Watts sei einer der drei Eigentümer der ehemaligen Ropso Limited, die nun unter dem Namen Dochandoris Limited firmiert. Bei den anderen beiden soll es sich um Soeren Christensen und Predag Popovic handeln. Watts und Alexander scheinen sich bereits seit fast 20 Jahren zu kennen. Sie sollten ungefähr zur gleichen Zeit angefangen haben, in dem Glücksspielunternehmen Sportingbet zu arbeiten.

Ernstzunehmende Kritik an mangelnder Transparenz

 

Die Enthüllung werfe die Frage auf, warum die Verbindung zwischen den beiden nicht offengelegt wurde und Kritiker werfen GVC Holdings vor, nicht mit der nötigen Transparenz zu agieren. So sagte die britische Politikerin Carolyn Harris:

„Ihnen [den Glücksspielanbietern, Anm. d. Verf.] kann nicht vertraut werden. Wenn sie bei ihren Geschäftsabschlüssen keine Transparenz zeigen, glaube ich nicht, dass sie sich so sehr für ihre Aufräumaktionen einsetzen, wie sie uns glauben machen wollen.“

 

Das Unternehmen selbst gehe Quellen der Sunday Times zufolge von keinem Fehlverhalten von Seiten des Konzerns oder seines Geschäftsführers aus. Alle Verbindungen, die es zwischen den Männern gäbe, seien offengelegt worden und Ron Watts sei damals nicht an den Verhandlungen beteiligt gewesen sein.

Die Enthüllungen sind für GVC Holdings besonders brisant, da sich das Unternehmen in Nevada im Mai zwar eine lokale Glücksspiellizenz sichern konnte, diese von der Nevada Gaming Commission (NGC) aber zunächst auf zwei Jahre begrenzt wurde. Grund hierfür waren die umstrittenen Geschäfte des Glücksspielunternehmens in der Türkei. Die aktuellen Informationen könnten es dem Unternehmen erschweren, weitere Lizenzen in den USA zu erhalten und sich negativ auf künftige Konzessionsverlängerungen auswirken.

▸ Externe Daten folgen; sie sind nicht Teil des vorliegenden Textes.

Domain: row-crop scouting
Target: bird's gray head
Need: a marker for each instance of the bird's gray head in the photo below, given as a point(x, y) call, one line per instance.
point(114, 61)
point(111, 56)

Zur Beziehung zwischen Alexander und Watts meinte GVC Holdings, den „Unsinn“ nicht weiter anheizen zu wollen. Spätestens, wenn sich das Unternehmen um weitere Glücksspiellizenzen für den amerikanischen Markt bewerben oder eine Verlängerung beantragen sollte, dürfte es jedoch unweigerlich in Erklärungszwang geraten.